3-dose COVID vaccine is safe and effective for children under 5 – NBC Chicago

Three doses of Pfizer’s COVID-19 vaccine provide strong protection for children under 5, the company announced Monday. Pfizer plans to provide the data to US regulators later this week to allow little ones to get vaccinated.

The news comes after months of anxious waiting by desperate parents to get their babies, toddlers and preschoolers vaccinated, especially as COVID-19 cases rise again. The 18 million children under age 5 are the only group in the United States not yet eligible for the COVID-19 vaccination.

The Food and Drug Administration has begun evaluating data from rival Moderna, which hopes to start offering two injections for children by the summer.

Pfizer had a harder time understanding his approach. He aims to give toddlers an even lower dose – just a tenth of the amount adults get – but found during his trial that two shots didn’t seem strong enough for preschoolers. The researchers therefore gave a third injection to more than 1,600 youngsters – aged between 6 months and 4 years – during the winter surge of the omicron variant.

In a press release, Pfizer and partner BioNTech said the extra dose did the trick, boosting anti-virus antibody levels enough to meet FDA criteria for safe emergency use of the vaccine. of security.

Preliminary data suggests the three-dose series is 80% effective in preventing symptomatic COVID-19, the companies said, but they cautioned that the calculation is based on just 10 cases diagnosed among study participants at the end of April. Study rules state that at least 21 cases are needed to formally determine efficacy, and Pfizer has promised an update as soon as more data becomes available.

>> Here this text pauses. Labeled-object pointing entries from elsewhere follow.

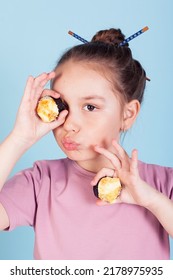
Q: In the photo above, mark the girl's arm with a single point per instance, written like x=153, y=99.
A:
x=28, y=129
x=135, y=190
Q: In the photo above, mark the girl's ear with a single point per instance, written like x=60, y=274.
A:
x=130, y=113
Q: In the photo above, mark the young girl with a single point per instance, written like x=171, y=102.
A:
x=103, y=88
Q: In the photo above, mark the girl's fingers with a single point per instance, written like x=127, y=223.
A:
x=103, y=173
x=39, y=84
x=50, y=92
x=28, y=88
x=60, y=120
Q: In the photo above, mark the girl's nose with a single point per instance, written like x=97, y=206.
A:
x=72, y=122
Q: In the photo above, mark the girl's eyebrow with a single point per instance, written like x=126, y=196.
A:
x=93, y=97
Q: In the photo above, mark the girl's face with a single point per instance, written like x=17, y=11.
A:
x=94, y=116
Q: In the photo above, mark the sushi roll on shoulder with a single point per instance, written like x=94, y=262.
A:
x=108, y=189
x=48, y=108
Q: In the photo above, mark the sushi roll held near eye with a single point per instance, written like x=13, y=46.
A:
x=108, y=189
x=48, y=108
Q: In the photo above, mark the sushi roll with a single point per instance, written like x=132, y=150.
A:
x=108, y=189
x=48, y=108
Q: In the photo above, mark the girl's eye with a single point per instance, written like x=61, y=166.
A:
x=90, y=107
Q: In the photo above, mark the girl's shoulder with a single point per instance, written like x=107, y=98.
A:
x=160, y=177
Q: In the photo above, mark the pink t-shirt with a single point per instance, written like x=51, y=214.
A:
x=56, y=198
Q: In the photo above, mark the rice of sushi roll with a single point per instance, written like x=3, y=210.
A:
x=48, y=108
x=108, y=189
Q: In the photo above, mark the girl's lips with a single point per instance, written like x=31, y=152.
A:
x=69, y=145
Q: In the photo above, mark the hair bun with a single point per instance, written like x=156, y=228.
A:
x=110, y=36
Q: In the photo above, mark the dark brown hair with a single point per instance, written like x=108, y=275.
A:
x=125, y=73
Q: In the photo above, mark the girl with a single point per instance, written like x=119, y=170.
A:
x=103, y=88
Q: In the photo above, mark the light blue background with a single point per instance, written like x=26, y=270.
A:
x=34, y=34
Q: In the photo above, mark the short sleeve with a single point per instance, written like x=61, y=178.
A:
x=159, y=177
x=19, y=196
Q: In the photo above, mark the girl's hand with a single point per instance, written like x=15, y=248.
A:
x=28, y=127
x=134, y=191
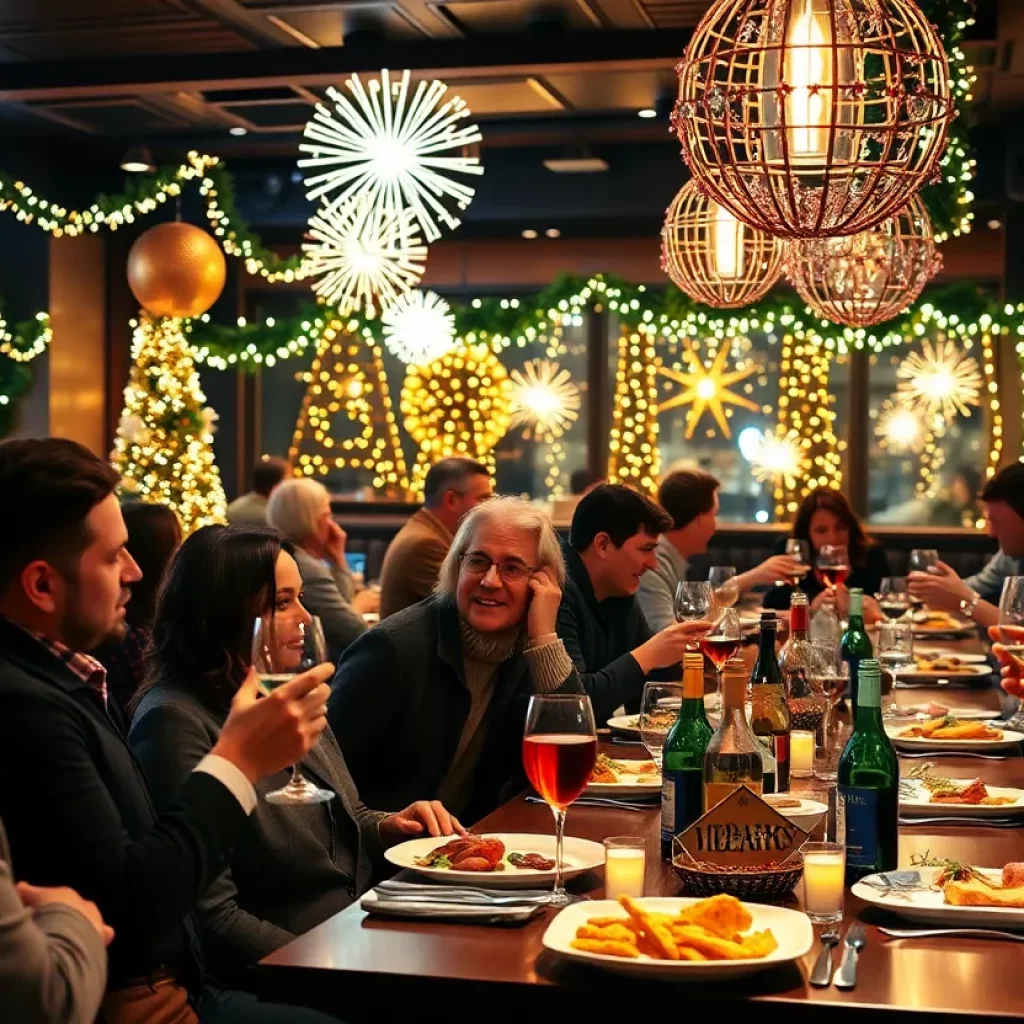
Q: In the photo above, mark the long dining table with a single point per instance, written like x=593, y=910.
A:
x=357, y=967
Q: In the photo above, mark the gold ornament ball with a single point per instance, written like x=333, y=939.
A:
x=176, y=269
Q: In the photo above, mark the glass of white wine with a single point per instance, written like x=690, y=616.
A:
x=283, y=649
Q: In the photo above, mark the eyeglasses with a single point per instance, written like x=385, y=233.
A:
x=509, y=570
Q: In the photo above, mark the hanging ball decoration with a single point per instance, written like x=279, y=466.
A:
x=813, y=118
x=176, y=269
x=866, y=279
x=714, y=257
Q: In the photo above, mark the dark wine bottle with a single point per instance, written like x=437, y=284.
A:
x=868, y=785
x=682, y=766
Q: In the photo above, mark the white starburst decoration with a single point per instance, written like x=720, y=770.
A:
x=542, y=395
x=419, y=328
x=940, y=380
x=363, y=257
x=398, y=150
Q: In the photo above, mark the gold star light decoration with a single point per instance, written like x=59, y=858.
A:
x=940, y=379
x=708, y=388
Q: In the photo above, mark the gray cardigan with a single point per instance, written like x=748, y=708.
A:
x=327, y=592
x=52, y=962
x=293, y=866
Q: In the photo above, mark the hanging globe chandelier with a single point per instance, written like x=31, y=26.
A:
x=813, y=118
x=866, y=279
x=714, y=257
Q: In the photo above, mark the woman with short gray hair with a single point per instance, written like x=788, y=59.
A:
x=444, y=684
x=300, y=510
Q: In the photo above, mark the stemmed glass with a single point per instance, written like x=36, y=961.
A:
x=658, y=712
x=724, y=586
x=895, y=651
x=282, y=649
x=559, y=751
x=894, y=598
x=1012, y=632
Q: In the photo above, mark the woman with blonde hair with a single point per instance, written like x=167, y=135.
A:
x=441, y=687
x=300, y=510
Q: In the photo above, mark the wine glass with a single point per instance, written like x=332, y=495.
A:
x=833, y=565
x=894, y=598
x=658, y=712
x=724, y=586
x=722, y=641
x=895, y=651
x=799, y=551
x=559, y=751
x=1012, y=632
x=282, y=649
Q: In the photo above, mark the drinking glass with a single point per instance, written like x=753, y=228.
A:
x=1012, y=632
x=658, y=712
x=894, y=598
x=895, y=651
x=833, y=565
x=559, y=750
x=799, y=551
x=282, y=649
x=722, y=641
x=724, y=586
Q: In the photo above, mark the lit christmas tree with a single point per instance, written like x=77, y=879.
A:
x=164, y=444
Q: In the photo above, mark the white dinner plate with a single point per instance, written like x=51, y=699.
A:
x=793, y=931
x=920, y=805
x=581, y=855
x=806, y=816
x=929, y=906
x=1010, y=739
x=630, y=783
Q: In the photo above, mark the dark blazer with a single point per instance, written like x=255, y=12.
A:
x=292, y=867
x=867, y=577
x=399, y=702
x=78, y=813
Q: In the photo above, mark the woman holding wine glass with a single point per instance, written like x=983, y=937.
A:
x=321, y=855
x=841, y=552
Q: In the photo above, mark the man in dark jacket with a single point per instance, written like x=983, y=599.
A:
x=612, y=542
x=76, y=807
x=431, y=702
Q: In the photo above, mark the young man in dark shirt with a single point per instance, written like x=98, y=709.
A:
x=612, y=543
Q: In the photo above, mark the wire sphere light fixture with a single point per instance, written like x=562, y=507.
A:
x=400, y=150
x=813, y=118
x=866, y=279
x=714, y=257
x=363, y=257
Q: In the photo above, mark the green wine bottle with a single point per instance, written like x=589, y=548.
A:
x=856, y=645
x=682, y=766
x=868, y=785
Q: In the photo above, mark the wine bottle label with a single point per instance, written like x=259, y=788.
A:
x=857, y=814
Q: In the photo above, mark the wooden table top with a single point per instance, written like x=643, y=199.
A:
x=352, y=962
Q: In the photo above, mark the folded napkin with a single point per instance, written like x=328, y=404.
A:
x=486, y=906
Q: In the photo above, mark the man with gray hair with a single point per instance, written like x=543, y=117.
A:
x=412, y=563
x=443, y=686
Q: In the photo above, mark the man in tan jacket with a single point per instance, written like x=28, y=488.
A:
x=414, y=559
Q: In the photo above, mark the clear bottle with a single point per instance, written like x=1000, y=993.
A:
x=734, y=754
x=769, y=710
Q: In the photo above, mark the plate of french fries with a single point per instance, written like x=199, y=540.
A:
x=680, y=937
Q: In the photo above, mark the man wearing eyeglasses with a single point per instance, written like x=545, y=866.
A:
x=432, y=701
x=453, y=486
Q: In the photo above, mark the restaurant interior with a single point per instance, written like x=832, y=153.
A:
x=363, y=236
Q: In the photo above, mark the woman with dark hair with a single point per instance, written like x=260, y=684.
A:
x=154, y=535
x=824, y=517
x=296, y=866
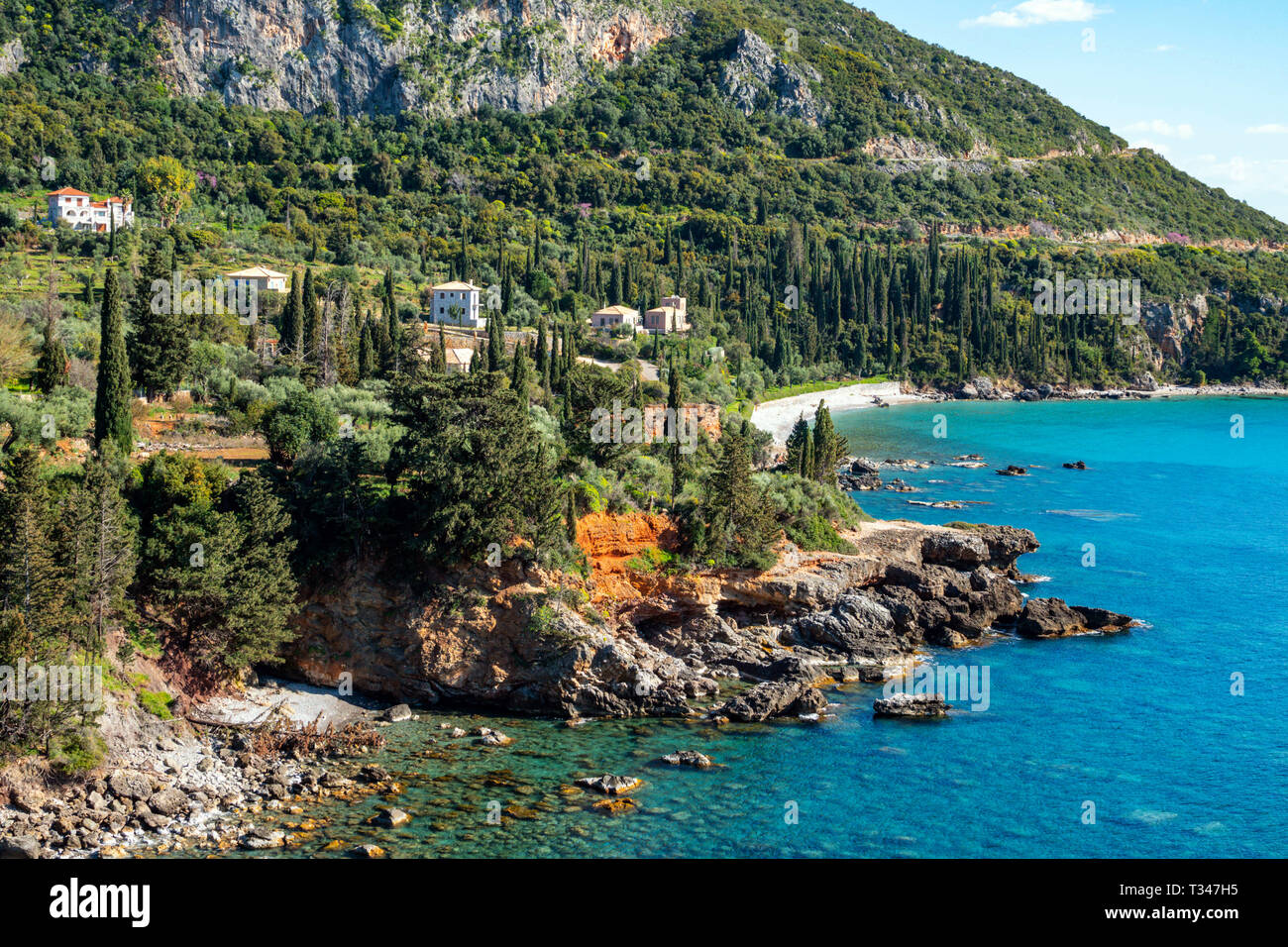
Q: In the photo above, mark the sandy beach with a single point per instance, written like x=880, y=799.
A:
x=778, y=416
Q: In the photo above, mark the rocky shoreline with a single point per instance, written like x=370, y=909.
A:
x=671, y=643
x=171, y=788
x=1142, y=388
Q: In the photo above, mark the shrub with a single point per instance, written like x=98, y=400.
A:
x=156, y=702
x=77, y=751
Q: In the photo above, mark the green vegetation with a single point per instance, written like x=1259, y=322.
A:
x=806, y=263
x=156, y=702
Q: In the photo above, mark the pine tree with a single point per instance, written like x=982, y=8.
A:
x=675, y=406
x=496, y=342
x=739, y=523
x=110, y=551
x=112, y=420
x=828, y=446
x=542, y=350
x=366, y=351
x=29, y=574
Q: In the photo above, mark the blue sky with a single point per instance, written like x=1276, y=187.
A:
x=1201, y=81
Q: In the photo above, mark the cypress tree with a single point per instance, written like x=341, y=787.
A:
x=112, y=419
x=542, y=350
x=312, y=328
x=110, y=562
x=675, y=405
x=366, y=351
x=828, y=446
x=292, y=320
x=52, y=368
x=519, y=372
x=494, y=342
x=160, y=344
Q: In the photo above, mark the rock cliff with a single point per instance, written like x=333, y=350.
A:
x=639, y=638
x=356, y=56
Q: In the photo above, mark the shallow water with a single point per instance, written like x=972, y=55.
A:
x=1186, y=525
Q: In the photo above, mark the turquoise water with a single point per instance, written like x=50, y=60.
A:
x=1188, y=531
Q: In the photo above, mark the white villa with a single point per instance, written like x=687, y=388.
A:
x=613, y=316
x=459, y=360
x=671, y=316
x=464, y=298
x=261, y=277
x=84, y=213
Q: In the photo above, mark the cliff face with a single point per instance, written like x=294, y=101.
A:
x=429, y=58
x=634, y=639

The companies had already submitted data on the first two doses to the FDA, and BioNTech CEO Dr. Ugur Sahin said final data from the third shot would be submitted this week.

“The study suggests that a low dose of 3 micrograms of our vaccine, carefully selected based on safety data, provides young children with a high level of protection against recent strains of COVID-19,” he said. he said in a statement.

Pfizer’s finding that toddlers produce similar antibodies at levels that protect young adults is encouraging, said Dr. Jesse Goodman of Georgetown University, former FDA vaccine chief.

If the FDA confirms the data, the vaccine could “be an important tool in helping parents protect their children,” Goodman said. But he warned that tracking the duration of protection, especially against serious illnesses, is essential.

Moderna has submitted data to the Food and Drug Administration that it hopes will prove that two low-dose injections can protect children under the age of 6.

And after? FDA Vaccine Chief Dr. Peter Marks has pledged the agency “will act quickly without sacrificing our standards” in assessing Pfizer and Moderna’s early doses.

Moderna seeks to be the first to vaccinate the little ones. He submitted data to the FDA indicating that toddlers develop high levels of anti-virus antibodies after two injections containing a quarter of the adult dose. The Moderna study found efficacy against symptomatic COVID-19 to be 40% to 50% during the omicron surge, much like adults who received only two doses of the vaccine.

Complicating Moderna’s progress, the FDA has so far licensed its vaccine for use only in adults. Other countries allow it for distribution as young as 6 years old, and the company is also seeking FDA clearance for teens and elementary-aged children.

The FDA had set tentative dates in June for its scientific advisers to publicly debate the data from Moderna and Pfizer. The latest goal: June 14 to consider whether to allow the Moderna vaccine for older children and June 15 to debate vaccinations for toddlers under 5, from either or both companies depending on the status of the requests.

If either vaccine is licensed for younger children, the Centers for Disease Control and Prevention should recommend whether all children under age 5 should receive them or only those at high risk.

Although COVID-19 is generally not as dangerous for young people as it is for adults, some children become seriously ill or even die. And the omicron variant has particularly affected children, with those under 5 being hospitalized at higher rates than at the height of the previous delta surge.

It is not known how many requests there will be to vaccinate the youngest children. Pfizer vaccines for ages 5 to 11 opened in November, but only about 30% of that age group received the recommended initial two doses. Last week, U.S. health officials said elementary-aged children should get a booster shot like everyone 12 and older is supposed to get, for the best protection against the latest coronavirus variants.

The center’s director, Dr. Rochelle Walensky, adopted a panel’s recommendation on Thursday.